Mythics are almost universally complicated. And some of the new mechanics are also complicated and create knotted interactions. And there are way more tokens than there used to be. +1/+1 counters are all over the place. Physical Magic must be a pain to play these days. At least the app handles the calculations and the piles of tokens and counters for you. That said, if you stick with it, you’ll get used to it, but that’s if you enjoy Magic. I honestly don’t know if Magic is that good to get into as a new player these days. It’s dense.
The app is at least very generous to free players. You can start earning packs quickly, and you get a LOT of cards from the free starters once they’re unlocked. And games can be pretty quick since the fiddliness of tapping and drawing and counting mana and calculating damage is all handled automatically.

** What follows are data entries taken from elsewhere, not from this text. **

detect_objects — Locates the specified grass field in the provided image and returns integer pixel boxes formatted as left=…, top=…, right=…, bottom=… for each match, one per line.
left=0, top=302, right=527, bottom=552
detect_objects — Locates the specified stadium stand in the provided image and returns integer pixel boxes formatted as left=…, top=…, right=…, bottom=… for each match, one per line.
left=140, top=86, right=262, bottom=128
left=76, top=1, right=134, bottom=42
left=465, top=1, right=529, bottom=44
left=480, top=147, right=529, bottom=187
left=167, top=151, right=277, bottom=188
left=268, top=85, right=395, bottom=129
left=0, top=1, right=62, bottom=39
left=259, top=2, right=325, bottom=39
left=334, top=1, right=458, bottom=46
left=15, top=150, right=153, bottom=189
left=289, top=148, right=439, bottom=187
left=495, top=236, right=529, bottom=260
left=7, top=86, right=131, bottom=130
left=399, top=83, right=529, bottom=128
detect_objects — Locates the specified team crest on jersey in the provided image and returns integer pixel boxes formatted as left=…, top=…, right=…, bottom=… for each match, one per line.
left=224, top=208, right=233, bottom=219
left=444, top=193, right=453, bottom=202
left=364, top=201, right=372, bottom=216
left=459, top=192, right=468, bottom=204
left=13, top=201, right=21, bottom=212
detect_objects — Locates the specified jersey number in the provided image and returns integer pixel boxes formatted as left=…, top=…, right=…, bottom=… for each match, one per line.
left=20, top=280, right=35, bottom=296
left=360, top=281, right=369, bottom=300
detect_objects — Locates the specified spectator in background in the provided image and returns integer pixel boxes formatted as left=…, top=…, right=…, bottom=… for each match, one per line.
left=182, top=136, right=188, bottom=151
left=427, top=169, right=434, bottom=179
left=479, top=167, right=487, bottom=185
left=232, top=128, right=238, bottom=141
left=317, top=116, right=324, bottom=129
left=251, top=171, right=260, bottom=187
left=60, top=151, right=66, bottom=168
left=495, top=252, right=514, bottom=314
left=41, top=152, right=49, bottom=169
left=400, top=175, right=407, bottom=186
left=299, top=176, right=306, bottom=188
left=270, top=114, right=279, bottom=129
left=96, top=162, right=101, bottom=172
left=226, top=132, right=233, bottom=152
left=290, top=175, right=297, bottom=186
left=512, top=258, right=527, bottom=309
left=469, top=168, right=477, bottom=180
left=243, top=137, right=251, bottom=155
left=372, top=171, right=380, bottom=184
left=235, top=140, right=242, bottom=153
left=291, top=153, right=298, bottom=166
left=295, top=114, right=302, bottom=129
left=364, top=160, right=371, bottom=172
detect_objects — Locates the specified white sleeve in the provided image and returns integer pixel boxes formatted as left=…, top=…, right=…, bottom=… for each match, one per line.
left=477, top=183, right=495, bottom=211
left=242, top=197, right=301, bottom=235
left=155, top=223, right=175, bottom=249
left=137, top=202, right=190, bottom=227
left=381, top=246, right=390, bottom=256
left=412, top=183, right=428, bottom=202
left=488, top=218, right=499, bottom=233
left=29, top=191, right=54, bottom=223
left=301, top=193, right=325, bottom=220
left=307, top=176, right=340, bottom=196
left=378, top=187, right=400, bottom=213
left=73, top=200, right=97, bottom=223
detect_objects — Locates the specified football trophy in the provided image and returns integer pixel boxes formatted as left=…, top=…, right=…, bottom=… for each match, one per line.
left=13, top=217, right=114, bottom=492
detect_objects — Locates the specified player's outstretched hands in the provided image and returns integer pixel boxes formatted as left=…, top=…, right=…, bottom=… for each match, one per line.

I’d say my average game is 10-15 minutes. Magic is still prone to its traditional problems. You might get mana-screwed or flooded. Your deck might draw in the wrong order and stall. You might get matched against your perfect counter. It happens, but it doesn’t take much of your time and your main rewards are for playing spells or attacking.
I think there’s enough here to enjoy as a casual player regardless of whether you end up spending money on the game. A solitaire format would be welcome, and there are useability improvements they could make, but it’s a good app. I’m already planning decks and saving up my wild cards so I can craft everything I need all at once. I might even spend money on the game.